By Hank Kalet (Courtesy of NJ Spotlight)
Gay rights activists are celebrating a New Jersey judge's decision Friday that same-sex couples can legally marry in the Garden State.
But they still have questions about when they can actually tie the knot. The superior court judge set October 21 as the day they can apply for licenses, but Gov. Chris Christie has said he would appeal the ruling, and it's not clear whether he will seek a stay.
Hayley Gorenberg, deputy legal director at Lambda Legal, one of the attorneys for the plaintiffs, said the immediate impact would be to allow New Jersey’s same-sex couples can marry 72 hours after they apply for licenses. They would then have access to federal benefits.
She also said that public officials -- mayors and others -- would not be able to discriminate in performing marriages; they could opt out only by not performing any weddings. at all. Religious institutions would be exempt.

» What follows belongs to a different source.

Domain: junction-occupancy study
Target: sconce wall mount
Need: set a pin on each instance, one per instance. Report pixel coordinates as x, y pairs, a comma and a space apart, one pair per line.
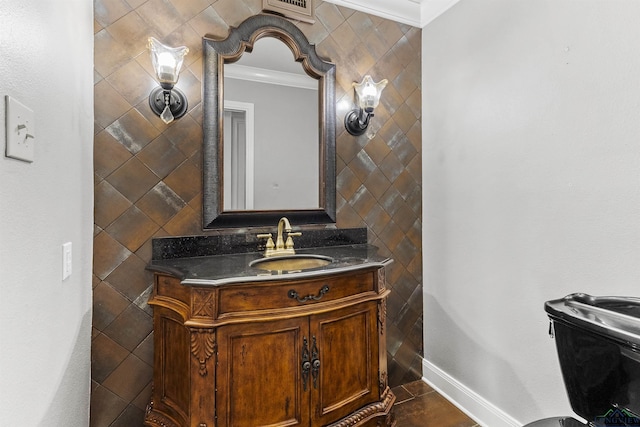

Carrie Faroane, of Plainfield, said there are pragmatic concerns surrounding the decision. She said that despite being in a civil union she and her partner, Chao-I Chen, have not been able to file joint tax returns or share health coverage, and there remains the possibility that, were one of them to get sick, the other’s rights could be superseded by blood relatives. She called her civil union a “Jim Crow marriage” and “marriage-lite.”
“If something happened to me, other members of the family could step in and say ‘We are her blood,’” Faroane said. “But this is the person I want to make decisions for me, to inherit what I have, who I want to spend my life with.”